While there is no standardized international protocol for the swabbing procedure, by combining the available literature, the following general protocol can be proposed to ensure the collection of as much material as possible [1,22]:

• Premoisten the swab (nuclease-free water or other wetting agent);
• Swab the total target area, while applying medium pressure, at an angle relative to the substrate (to assure that a large area of the swab is in contact with the substrate) and while rotating the swab continually;
• These steps can be repeated with another dry (if the substrate is still relatively moist) swab, which is coextracted with the first.

Note that there is no clear indication of, for instance, an exact numerical value for the swabbing angle, how moist the swab must be, or for how long the area must be swabbed.

Not only is the efficiency of importance: other criteria also influence the selection of a swab (or alternative sample collection method). Examples include transport to and from the crime scene, stability and length of the shaft, storage and labeling system, and waste management [15,30]. For instance, small swabs do not have enough space for proper labeling. Moreover, having a proper breaking point is beneficial to ensure the controlled removal of the swab head from the shaft, reducing the risk of contamination. This method is also less labor-intensive compared to shaving the swab head from the shaft.

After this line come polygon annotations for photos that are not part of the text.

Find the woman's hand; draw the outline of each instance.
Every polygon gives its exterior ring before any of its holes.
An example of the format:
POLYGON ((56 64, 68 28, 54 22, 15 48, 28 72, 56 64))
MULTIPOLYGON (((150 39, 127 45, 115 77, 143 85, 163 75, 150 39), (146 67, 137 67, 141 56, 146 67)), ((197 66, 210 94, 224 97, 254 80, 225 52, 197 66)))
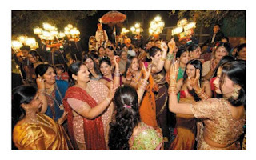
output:
POLYGON ((161 42, 161 50, 162 50, 163 52, 167 52, 167 45, 166 45, 166 42, 161 42))
POLYGON ((179 66, 178 61, 175 61, 175 62, 170 66, 170 84, 176 84, 177 83, 178 66, 179 66))
POLYGON ((200 70, 199 69, 196 70, 196 74, 195 74, 195 78, 188 78, 188 82, 190 84, 190 86, 192 86, 192 88, 195 90, 198 90, 200 89, 200 86, 199 86, 199 78, 200 78, 200 70))
POLYGON ((110 90, 109 93, 107 94, 107 98, 109 98, 110 99, 113 99, 115 90, 117 90, 117 86, 114 86, 113 81, 110 82, 110 90))
POLYGON ((147 69, 146 69, 144 63, 142 63, 142 72, 144 80, 147 81, 151 73, 151 66, 149 66, 147 69))
POLYGON ((168 42, 169 50, 174 50, 175 48, 175 46, 176 46, 176 43, 175 43, 174 38, 171 38, 171 40, 168 42))
POLYGON ((217 66, 217 64, 215 62, 215 60, 214 59, 212 59, 210 61, 210 69, 211 71, 214 71, 215 68, 217 66))
POLYGON ((64 110, 63 114, 62 115, 62 117, 58 119, 57 122, 60 125, 63 124, 64 121, 67 118, 67 114, 68 114, 68 112, 64 110))
POLYGON ((36 79, 36 82, 38 87, 38 90, 45 90, 46 86, 45 86, 45 79, 41 77, 40 75, 38 75, 38 77, 36 79))
POLYGON ((133 75, 134 75, 133 69, 129 67, 128 70, 127 70, 127 72, 126 72, 126 78, 127 80, 131 80, 133 75))
POLYGON ((117 66, 119 66, 119 61, 120 61, 120 58, 119 56, 114 56, 114 65, 117 66))

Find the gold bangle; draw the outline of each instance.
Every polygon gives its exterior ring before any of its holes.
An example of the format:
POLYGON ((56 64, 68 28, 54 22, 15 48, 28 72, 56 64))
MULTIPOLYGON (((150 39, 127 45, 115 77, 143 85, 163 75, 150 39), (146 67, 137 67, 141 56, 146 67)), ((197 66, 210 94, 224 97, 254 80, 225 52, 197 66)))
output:
POLYGON ((166 61, 166 58, 162 58, 162 57, 160 58, 160 60, 162 60, 162 61, 166 61))
POLYGON ((111 99, 110 98, 106 98, 105 100, 110 104, 111 102, 111 99))
POLYGON ((176 87, 169 87, 168 88, 168 94, 177 94, 177 88, 176 87))

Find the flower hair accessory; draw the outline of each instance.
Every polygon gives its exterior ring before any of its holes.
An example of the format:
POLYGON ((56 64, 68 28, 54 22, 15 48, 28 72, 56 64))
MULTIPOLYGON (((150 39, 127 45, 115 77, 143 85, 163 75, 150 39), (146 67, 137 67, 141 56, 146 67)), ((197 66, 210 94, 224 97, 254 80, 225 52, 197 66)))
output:
POLYGON ((124 105, 122 106, 125 108, 131 108, 133 106, 132 105, 124 105))
POLYGON ((101 61, 102 59, 107 59, 107 60, 110 60, 110 58, 109 57, 107 57, 107 56, 102 56, 102 57, 100 57, 99 58, 98 58, 98 60, 99 61, 101 61))

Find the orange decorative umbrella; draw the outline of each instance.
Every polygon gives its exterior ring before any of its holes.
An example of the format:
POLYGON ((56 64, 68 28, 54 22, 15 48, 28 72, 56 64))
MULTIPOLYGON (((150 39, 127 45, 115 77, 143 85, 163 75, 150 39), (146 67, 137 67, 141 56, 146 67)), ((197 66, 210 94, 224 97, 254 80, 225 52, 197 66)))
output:
POLYGON ((104 24, 113 24, 114 25, 114 41, 116 42, 116 30, 115 30, 115 24, 122 22, 126 19, 126 15, 122 14, 118 11, 109 11, 105 14, 101 18, 99 18, 99 22, 104 24))
POLYGON ((99 21, 104 24, 116 24, 122 22, 126 19, 126 15, 118 11, 110 11, 105 14, 99 21))

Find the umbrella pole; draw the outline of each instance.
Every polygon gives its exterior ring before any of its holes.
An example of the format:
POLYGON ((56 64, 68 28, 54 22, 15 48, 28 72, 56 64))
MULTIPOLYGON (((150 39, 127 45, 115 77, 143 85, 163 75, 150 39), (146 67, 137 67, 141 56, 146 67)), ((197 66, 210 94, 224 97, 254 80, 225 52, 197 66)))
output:
POLYGON ((116 40, 116 30, 115 30, 115 25, 114 25, 114 43, 117 43, 117 40, 116 40))

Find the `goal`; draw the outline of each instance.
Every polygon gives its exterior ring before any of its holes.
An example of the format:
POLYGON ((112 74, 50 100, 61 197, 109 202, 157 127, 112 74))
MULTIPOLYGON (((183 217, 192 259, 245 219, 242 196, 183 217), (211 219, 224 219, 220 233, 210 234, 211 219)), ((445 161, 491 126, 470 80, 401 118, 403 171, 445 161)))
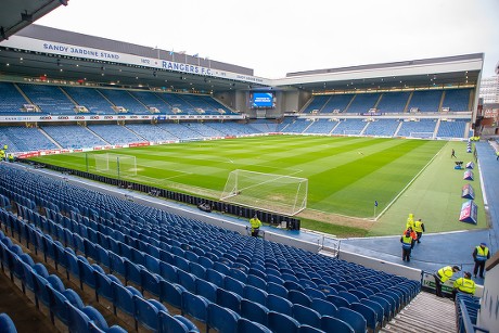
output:
POLYGON ((433 132, 410 132, 409 138, 433 139, 433 132))
POLYGON ((137 176, 137 158, 123 154, 93 154, 95 171, 118 177, 137 176))
POLYGON ((344 129, 344 136, 360 136, 360 129, 344 129))
POLYGON ((221 201, 293 216, 307 207, 308 179, 236 169, 229 174, 221 201))

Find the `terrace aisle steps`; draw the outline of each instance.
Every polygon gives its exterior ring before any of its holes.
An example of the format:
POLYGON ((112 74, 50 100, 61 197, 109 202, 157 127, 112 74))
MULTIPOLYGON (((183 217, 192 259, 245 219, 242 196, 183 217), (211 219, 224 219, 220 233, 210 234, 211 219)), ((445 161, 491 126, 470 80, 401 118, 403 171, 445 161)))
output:
POLYGON ((380 331, 382 333, 456 332, 456 307, 449 298, 421 292, 380 331))

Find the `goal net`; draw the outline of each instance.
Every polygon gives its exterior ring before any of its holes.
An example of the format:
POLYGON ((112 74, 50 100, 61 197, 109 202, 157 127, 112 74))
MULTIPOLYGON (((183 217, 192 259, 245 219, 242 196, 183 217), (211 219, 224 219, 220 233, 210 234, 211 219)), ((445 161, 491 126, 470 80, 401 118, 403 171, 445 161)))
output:
POLYGON ((433 132, 411 132, 409 138, 433 139, 433 132))
POLYGON ((236 169, 229 174, 220 200, 293 216, 307 207, 308 179, 236 169))
POLYGON ((359 129, 344 129, 343 135, 344 136, 360 136, 360 130, 359 129))
POLYGON ((123 154, 93 154, 95 171, 129 177, 137 176, 137 158, 136 156, 123 154))

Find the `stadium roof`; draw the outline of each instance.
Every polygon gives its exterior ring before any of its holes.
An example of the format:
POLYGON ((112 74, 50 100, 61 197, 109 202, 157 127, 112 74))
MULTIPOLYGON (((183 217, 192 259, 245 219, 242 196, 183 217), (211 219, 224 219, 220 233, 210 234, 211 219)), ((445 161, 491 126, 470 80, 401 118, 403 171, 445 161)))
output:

However, in addition to the recovery efficiency of the used swab itself, the sampling skills (including swabbing technique) of the investigator substantially influence the obtained overall efficiency. Surprisingly, the influence of the investigator’s skills is frequently underestimated, with only a limited number of articles addressing this crucial aspect [16,35,36].

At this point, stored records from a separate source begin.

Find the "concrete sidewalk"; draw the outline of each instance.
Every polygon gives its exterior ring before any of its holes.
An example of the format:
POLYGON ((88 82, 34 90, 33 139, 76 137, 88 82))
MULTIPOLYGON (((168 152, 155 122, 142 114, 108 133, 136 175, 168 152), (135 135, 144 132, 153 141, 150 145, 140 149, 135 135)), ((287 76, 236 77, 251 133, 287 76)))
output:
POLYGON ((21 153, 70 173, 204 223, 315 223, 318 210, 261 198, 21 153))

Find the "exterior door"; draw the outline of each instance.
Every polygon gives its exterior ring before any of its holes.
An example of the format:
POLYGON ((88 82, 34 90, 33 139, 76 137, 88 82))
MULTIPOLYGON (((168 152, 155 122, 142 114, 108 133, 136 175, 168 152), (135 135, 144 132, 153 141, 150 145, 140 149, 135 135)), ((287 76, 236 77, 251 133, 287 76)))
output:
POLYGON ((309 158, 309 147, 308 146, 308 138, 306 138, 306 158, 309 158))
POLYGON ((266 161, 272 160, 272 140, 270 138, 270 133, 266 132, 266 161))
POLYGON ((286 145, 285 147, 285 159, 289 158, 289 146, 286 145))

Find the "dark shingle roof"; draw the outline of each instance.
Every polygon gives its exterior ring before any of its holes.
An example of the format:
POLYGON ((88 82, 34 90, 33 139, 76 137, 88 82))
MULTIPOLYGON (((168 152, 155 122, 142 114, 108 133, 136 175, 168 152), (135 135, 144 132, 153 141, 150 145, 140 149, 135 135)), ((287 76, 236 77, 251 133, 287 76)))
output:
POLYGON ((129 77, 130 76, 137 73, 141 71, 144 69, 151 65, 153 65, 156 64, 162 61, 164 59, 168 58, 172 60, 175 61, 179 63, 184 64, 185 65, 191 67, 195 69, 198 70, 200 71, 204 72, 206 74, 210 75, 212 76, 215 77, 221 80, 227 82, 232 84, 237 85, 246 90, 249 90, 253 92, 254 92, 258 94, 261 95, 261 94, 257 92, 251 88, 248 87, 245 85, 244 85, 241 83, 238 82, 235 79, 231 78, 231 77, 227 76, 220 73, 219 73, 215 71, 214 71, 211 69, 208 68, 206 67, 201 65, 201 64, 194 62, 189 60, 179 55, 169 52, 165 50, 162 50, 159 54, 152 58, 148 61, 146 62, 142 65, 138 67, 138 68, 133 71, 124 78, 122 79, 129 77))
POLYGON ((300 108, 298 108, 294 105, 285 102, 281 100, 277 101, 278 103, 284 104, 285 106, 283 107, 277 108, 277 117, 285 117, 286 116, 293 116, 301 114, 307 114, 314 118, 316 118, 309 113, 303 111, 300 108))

There are some swab alternatives available, each with its own set of advantages and disadvantages. Tapes, for instance, are well suited for DNA recovery from porous substrates (e.g., fabrics), but they are less efficient on fabrics with very loose fibers or nonporous surfaces. Applying and pressing the tape onto the substrate is somewhat more labor-intensive and time-consuming compared to swabbing. Hydrogels also offer a solution for more complex surfaces, such as three-dimensional objects (e.g., guns). Their drawbacks are the required rehydration of the gels prior to use, which is both labor-intensive and time-consuming; less DNA is recovered with hydrogels than with cotton swabs. Omitting steps like DNA extraction, purification, and quantification with direct PCR reduces the amount of steps, the risk of contamination, and DNA loss. On the other hand, there is a higher chance of PCR inhibitors being present in the PCR mixture, especially with metal substrates (leaching of metal ions in the PCR mixture). Another alternative is vacuuming: an interesting method for the recovery of DNA from porous surfaces. These vacuum methods are, however, relatively expensive, more labor-intensive and time-consuming and the obtained efficiency is variable, since the recovery of the DNA from the filter is challenging, and mixed profiles are more commonly generated. In theory, dissoluble materials enhance the recovery efficiency; however, in practice, the recovery efficiency is lower compared to swabbing.

6. Conclusions

While swabs are effective in collecting samples from substrates, they often exhibit low recovery rates, which makes their overall efficiency rather poor. This can be particularly problematic in situations involving touch DNA or other samples with minimal DNA content, as it may result in the inability to generate a (complete) DNA profile. The efficiency of swab-based DNA recovery depends on various parameters, including swab material, buffer solution used, substrate, swabbing technique, and type of sample. Additionally, the experience of the investigator also influences the obtained efficiency; therefore, it is striking that there is no standardized international protocol. Alternative sample collection methods exist, such as tape-lifting and vacuum-based methods; however, these alternatives have some disadvantages compared to swabbing, including being both labor-intensive and time-consuming or having lower DNA recovery rates than conventional swabbing. Finding a balance between efficient DNA recovery and practicality remains a key challenge in forensics.